Dear Khader Shameer, atm i don't have the images of the trees (but could get them). Thanks for your reply.

2
Entering edit mode
4.7 years ago
Joe 19k

I think this might work, but it's a sort of 'brute force' way to do it. I would maybe re-factor your trees to cladograms and remove the branch lengths via a regex for the branch length and colon (in whatever your favourite regex language is), then you could simply grep or string search in some other manner for (Spec3,Spec2) and you'll find all trees which contain that grouping pretty easily.

e.g.: Remove decimals, sole zeros and colons from the file (probably not the most elegant regex):

((Spec4:0.529207,(Spec3:0.0803395,Spec2:0.0124315)),Spec1:0,Spec1:0);


One could do:

cat test.tree | sed -e 's/[0-9]*\.[0-9]*//g' -e 's/0//g' -e 's/://g'


Yeilding:

 ((Spec4,(Spec3,Spec2)),Spec1,Spec1);


Then you can string search your yielded trees:

egrep -r -l "Spec(2|3),Spec(2|3)" .


Will give you all the filenames where Species 3 and Species 2 are adjacent nodes (in either orientation).

If you want to keep branch length in your trees as you're not just interested in topology, you could concoct a regex for use with grep:

egrep "Spec(2|3):(0?|[0-9]+\.[0-9]+),Spec(2|3):(0?|[0-9]+\.[0-9]+)" treefile.tree


But having to conjure that regex for every possible combination of topologies looks awful to me, so I'd be inclined to try it without the branch lengths.

I don't know how many topologies you're interested in finding in all your trees - this approach may not be feasible if it's a prohibitively large number.

Slightly more complex, if you'd like to see the match, and the file name, this is an option:

2 example sed-treated trees:

((Spec4,(Spec5,Spec6)),Spec2,Spec3);
((Spec4,(Spec3,Spec2)),Spec1,Spec1);


Passing a 'dummy filename' in the form of dev/null tricks grep in to printing the filename (as it thinks it's working on multiple files) and the actual match itself by default:

for file in *.tree ; do egrep "Spec(2|3),Spec(2|3)" "\$file" /dev/null ; done


Would yeild:

sed2.tree:((Spec4,(Spec5,Spec6)),Spec2,Spec3);
sed.tree:((Spec4,(Spec3,Spec2)),Spec1,Spec1);


With the appropriate string matches highlighted (if your terminal is configured for it).

1
Entering edit mode

Dear jrj.healey, due to the fact that i'm not interested in keeping the branch lengths your idea is exactly what i need.

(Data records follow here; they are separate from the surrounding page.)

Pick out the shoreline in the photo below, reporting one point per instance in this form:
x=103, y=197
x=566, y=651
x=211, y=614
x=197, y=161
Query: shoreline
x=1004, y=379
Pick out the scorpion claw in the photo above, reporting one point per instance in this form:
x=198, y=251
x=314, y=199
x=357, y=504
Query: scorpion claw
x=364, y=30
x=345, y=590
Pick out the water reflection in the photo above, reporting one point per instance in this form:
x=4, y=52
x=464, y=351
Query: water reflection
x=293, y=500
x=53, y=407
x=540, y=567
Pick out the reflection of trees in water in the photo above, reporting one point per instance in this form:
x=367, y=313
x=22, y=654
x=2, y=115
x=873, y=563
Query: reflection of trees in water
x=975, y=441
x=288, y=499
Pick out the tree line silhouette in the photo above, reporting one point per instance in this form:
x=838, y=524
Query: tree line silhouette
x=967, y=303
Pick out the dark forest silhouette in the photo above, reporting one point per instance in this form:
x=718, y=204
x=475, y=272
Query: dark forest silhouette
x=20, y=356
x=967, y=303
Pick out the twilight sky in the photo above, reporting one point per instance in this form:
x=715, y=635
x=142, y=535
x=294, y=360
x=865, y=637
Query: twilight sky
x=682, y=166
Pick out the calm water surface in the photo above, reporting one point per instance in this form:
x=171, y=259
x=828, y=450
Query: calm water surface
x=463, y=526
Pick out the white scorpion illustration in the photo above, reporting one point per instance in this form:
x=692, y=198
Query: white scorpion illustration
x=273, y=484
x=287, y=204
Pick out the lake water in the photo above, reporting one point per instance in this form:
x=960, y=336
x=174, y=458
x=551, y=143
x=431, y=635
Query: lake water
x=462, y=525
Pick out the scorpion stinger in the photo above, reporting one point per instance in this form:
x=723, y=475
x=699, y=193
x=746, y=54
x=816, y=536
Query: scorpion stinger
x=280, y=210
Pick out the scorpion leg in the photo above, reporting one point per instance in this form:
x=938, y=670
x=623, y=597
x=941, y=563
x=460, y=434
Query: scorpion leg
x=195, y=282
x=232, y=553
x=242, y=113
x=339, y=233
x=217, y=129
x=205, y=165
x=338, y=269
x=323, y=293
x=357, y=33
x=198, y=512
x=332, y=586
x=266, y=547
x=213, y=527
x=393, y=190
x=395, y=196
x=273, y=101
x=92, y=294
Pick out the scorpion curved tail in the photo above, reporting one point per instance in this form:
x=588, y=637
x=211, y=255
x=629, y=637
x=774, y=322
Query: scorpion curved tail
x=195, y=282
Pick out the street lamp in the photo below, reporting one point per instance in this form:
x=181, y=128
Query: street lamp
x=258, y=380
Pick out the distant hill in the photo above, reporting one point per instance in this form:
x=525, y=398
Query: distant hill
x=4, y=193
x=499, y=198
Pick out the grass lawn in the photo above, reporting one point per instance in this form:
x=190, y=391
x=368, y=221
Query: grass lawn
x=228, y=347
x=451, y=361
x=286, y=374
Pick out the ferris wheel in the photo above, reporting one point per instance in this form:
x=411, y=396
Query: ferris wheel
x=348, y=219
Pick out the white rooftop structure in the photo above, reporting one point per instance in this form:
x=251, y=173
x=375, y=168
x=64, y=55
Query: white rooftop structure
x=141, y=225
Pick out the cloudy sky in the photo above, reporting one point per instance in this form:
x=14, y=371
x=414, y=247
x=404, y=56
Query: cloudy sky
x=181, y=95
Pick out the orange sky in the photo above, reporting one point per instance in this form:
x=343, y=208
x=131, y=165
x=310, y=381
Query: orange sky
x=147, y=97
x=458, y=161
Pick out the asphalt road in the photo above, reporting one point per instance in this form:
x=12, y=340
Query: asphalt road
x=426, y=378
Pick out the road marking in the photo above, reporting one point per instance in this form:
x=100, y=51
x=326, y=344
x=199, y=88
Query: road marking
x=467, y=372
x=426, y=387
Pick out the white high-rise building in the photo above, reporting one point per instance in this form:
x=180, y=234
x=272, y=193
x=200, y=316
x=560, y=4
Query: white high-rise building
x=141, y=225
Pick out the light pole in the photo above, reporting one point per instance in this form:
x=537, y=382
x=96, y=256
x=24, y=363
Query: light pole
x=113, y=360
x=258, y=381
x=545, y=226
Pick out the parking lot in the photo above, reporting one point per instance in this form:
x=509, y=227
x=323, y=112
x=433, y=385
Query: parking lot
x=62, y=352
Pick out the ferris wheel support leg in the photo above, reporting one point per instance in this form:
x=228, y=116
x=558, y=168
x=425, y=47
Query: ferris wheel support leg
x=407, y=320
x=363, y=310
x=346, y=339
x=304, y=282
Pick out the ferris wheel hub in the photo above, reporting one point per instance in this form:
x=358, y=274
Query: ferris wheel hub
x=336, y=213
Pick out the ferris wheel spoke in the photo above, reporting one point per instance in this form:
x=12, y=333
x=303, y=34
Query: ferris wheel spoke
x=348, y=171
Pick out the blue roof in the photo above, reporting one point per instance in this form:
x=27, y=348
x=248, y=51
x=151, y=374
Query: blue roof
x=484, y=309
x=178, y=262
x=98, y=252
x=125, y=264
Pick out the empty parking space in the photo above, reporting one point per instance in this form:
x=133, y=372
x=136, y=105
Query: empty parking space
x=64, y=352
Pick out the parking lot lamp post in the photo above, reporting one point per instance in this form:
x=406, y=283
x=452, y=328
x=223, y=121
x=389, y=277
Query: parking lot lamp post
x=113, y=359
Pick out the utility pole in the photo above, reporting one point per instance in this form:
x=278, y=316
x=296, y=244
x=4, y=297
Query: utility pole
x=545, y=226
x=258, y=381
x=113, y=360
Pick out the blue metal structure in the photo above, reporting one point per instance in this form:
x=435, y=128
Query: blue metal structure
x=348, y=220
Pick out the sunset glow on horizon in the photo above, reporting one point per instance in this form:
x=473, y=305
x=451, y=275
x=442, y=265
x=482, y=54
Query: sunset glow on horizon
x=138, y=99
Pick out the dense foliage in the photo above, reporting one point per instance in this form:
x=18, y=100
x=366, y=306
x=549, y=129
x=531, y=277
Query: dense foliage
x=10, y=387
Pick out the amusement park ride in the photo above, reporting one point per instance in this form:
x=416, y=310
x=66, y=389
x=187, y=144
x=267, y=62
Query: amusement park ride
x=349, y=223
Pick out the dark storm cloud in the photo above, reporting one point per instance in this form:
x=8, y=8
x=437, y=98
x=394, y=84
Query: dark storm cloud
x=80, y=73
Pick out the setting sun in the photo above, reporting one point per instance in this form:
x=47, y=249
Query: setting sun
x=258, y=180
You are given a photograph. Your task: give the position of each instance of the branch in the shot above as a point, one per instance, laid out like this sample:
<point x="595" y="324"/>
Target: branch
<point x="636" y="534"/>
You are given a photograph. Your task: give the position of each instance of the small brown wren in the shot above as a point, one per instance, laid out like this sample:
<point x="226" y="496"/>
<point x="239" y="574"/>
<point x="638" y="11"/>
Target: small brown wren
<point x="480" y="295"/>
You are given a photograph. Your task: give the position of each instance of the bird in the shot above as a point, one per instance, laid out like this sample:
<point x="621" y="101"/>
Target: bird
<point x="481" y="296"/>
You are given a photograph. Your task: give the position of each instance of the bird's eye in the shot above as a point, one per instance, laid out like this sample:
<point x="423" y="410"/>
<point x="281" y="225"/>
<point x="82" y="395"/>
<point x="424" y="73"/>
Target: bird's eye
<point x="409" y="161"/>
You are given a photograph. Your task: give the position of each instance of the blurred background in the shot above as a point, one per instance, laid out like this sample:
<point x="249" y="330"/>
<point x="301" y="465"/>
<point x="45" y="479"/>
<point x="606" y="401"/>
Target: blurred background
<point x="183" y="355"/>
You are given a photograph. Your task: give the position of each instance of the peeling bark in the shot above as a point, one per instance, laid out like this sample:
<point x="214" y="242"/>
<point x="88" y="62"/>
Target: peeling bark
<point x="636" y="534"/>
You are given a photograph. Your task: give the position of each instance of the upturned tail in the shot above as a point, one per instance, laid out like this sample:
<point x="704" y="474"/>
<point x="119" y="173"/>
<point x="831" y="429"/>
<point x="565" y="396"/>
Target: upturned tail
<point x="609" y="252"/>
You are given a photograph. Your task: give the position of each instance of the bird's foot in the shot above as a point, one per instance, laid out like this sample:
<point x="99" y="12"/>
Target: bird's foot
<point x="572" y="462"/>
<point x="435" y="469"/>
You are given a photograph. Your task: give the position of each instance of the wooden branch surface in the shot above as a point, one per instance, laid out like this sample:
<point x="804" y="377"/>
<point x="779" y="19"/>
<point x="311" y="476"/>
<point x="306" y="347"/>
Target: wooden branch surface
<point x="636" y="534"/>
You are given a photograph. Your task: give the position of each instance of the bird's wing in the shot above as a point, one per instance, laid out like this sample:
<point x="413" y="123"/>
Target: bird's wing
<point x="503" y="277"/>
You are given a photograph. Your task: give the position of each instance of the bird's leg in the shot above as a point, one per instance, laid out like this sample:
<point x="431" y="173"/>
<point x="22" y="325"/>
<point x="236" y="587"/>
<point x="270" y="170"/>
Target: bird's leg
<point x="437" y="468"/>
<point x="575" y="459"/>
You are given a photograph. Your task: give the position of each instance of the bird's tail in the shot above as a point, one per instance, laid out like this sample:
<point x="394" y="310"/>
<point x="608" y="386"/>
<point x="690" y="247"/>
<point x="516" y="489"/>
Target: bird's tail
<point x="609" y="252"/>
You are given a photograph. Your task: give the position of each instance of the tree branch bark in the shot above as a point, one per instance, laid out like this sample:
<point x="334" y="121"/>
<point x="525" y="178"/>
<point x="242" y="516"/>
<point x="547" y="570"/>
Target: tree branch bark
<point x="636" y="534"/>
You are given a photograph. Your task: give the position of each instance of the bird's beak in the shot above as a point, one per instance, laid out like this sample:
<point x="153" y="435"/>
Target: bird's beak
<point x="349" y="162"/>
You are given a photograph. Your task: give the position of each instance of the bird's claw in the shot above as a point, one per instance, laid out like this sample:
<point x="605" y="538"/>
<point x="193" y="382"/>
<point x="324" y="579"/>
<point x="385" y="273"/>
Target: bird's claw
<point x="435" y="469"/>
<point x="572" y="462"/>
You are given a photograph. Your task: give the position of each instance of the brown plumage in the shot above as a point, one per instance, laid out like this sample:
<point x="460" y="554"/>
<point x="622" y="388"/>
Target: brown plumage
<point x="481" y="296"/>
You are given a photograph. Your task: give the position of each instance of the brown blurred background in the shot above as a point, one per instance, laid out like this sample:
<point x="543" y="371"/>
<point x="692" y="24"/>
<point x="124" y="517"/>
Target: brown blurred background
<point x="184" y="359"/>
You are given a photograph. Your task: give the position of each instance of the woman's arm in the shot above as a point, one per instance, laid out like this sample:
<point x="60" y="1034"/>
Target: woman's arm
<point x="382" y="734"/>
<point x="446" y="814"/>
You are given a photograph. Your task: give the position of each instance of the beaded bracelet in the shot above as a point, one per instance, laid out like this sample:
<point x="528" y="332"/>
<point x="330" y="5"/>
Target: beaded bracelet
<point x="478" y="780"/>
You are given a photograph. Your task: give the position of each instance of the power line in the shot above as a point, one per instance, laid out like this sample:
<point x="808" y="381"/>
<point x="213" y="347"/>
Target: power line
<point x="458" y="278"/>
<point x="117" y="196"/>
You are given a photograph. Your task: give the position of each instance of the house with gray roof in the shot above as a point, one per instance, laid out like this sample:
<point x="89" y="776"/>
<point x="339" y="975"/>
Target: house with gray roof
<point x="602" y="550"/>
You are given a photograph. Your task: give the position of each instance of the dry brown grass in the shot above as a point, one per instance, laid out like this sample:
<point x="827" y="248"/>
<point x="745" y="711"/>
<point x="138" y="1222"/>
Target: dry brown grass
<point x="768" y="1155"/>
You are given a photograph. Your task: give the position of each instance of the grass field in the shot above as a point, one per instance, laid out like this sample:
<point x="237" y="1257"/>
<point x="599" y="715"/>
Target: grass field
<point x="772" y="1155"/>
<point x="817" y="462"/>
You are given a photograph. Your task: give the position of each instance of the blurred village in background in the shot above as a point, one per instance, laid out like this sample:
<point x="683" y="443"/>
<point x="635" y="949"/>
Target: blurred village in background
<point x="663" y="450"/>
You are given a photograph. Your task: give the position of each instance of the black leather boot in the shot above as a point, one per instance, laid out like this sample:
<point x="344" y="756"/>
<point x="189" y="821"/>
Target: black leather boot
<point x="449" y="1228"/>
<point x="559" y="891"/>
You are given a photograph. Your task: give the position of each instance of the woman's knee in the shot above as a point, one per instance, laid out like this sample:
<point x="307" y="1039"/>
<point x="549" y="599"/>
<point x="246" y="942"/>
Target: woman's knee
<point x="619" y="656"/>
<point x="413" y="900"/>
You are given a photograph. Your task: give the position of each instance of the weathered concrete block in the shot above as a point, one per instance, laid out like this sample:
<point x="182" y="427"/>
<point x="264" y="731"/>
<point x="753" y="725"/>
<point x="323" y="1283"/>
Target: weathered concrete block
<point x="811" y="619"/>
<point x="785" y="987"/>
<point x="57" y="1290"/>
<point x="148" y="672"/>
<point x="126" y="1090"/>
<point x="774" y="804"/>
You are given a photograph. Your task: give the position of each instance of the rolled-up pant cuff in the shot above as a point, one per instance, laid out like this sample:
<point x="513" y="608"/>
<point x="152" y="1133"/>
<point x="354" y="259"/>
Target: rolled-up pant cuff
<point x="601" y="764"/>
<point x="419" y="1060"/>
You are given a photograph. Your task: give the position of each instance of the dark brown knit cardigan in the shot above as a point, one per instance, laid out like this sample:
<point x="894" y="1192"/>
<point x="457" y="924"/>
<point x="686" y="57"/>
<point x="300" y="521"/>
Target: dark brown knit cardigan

Thanks a lot!

0
Entering edit mode
4.7 years ago

Check if the species of interest are direct children of their common ancestor or simply count the number of children species of their common ancestor. This should be possible with most software with tree traversal capabilities. For example, the R phylobase package has the ancestor() and children() functions.

0
Entering edit mode

Dear Jean-Karim Heriche, i will have a look at the R phylobase package. Thanks!

0
Entering edit mode
4.7 years ago
Juke34 ★ 6.4k

I know one tool to do so, it's really powerful but it's in Prolog: bmcbioinformatics.biomedcentral.com/articles/10.1186/1471-2105-10-298

Maybe the paper cites other tools.

0
Entering edit mode

Thanks for the link Juke-34. I will have alook at it!